There was no immediate reaction from Mursi, who met Sisi yesterday. There seemed no direct threat to the president from an army which appears to accept its new constitutional role.

But it adds to pressure on Mursi and his Muslim Brotherhood to include opponents in rapidly forging consensual policies to address Egypt’s deepening economic and social problems.

Liberals welcomed the statement, but it also puts pressure on them to abandon a campaign to overturn the election result.

A military source said clashes, aggressive rhetoric and damage to property in recent days had prompted the intervention, in which Sisi called on politicians to use the days left before the opposition rallies to narrow their differences.

Some Islamists who staged a rally on Friday in support of Mursi derided the military, which oversaw decades of oppression. And two men died on Saturday as a result of factional fighting.

“He is stepping closer to the centre stage of politics,” Gamal Soltan, a political analyst, said of Sisi: “This is the strongest statement from a military official … This is explicitly saying the armed forces will intervene.”

Neither the Islamists nor liberals want a return to the six decades of effective military rule they thought they ended with the overthrow of Hosni Mubarak of 2011. Yet some Egyptians, frustrated by deadlock, have called for the army to resume the managerial role it took on after pushing Mubarak aside.

But Sisi, appointed defence minister by Mursi, insisted the army would defend democracy and many analysts believe the army, which has major business interests, is content with its status: “The will of the Egyptian nation is what governs us and we protect it with honour,” Sisi said.

“We cannot permit a violation of the will of the people.”

That language implied reproach to both sides – suggesting he disapproved of opposition hopes of overturning Mursi’s election but also the president’s inability to overcome furious criticism of the Islamists to persuade his opponents to cooperate.

“The army is trying to send a signal to both sides,” said Nathan Brown, an expert on Egypt’s transition at George Washington University. But because elements in the opposition favoured an army move against the Islamists, he added: “This statement will please one side more than the other.”

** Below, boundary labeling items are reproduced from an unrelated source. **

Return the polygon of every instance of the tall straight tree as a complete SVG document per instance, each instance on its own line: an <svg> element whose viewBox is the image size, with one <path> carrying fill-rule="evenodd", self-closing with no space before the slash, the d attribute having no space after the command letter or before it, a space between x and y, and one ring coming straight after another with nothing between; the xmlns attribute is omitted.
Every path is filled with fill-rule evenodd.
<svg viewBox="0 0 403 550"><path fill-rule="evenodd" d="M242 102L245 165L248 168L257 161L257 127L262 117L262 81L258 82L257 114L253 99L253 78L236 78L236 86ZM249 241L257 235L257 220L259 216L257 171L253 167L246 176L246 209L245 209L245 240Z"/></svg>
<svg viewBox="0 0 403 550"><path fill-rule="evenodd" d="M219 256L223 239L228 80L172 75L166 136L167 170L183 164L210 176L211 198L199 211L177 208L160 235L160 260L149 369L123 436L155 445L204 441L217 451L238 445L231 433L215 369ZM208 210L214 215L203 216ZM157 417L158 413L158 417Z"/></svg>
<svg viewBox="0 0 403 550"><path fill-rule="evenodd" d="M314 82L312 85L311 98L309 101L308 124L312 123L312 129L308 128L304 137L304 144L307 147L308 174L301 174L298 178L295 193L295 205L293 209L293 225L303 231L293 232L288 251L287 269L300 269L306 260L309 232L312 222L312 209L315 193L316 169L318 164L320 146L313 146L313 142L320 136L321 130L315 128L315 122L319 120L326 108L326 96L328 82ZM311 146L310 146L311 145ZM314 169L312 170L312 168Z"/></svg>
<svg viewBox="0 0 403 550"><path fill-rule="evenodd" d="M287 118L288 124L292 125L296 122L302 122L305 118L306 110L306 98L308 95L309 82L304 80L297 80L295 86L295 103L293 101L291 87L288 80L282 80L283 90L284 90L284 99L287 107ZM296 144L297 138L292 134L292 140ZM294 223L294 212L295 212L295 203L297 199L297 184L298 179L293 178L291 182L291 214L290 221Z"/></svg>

The Muslim Brotherhood turned their organisational strength, built up over decades as an outlawed mass opposition movement, into success at the ballot box. But they have struggled to manage an economy in crisis or build acceptance for the government among liberal and other non-Islamist groups. That polarisation has driven a petition campaign demanding Mursi’s resignation. Organisers say their 15 million signatures show Mursi, elected with 13 million votes, should quit. Under the slogan “Tamarud – Rebel!”, they plan mass demonstrations next weekend, the first anniversary of Mursi’s inauguration.

In turn, his Islamist supporters have taken to the streets in shows of strength, calling the opposition bad losers.

While Islamists point to the legitimacy of their electoral power, opponents accuse the Brotherhood of betraying the Arab Spring revolution by seeking to entrench the movement’s power.

They are wary of its association with hardline former militants, like Al Gamaa Al Islamiya, whose leaders say they are ready to take up arms again if Islamist rule is overturned.

Khaled Dawoud, a spokesman for the National Salvation Front which backs the petition, said: “These are very reasonable statements, and what is expected from Egypt’s army.

“We are facing direct threats from supporters of President Mursi to spill blood if we exercise … our democratic right to demand peacefully early presidential elections.”

A spokesman for the Brotherhood’s political party said it was studying the statement before making public comment.

Army spokesman Colonel Ahmed Ali said: “This was a supportive message that the army is sending to its people … The statement was meant to set out the army position … It cannot ignore anything that might threaten national security.”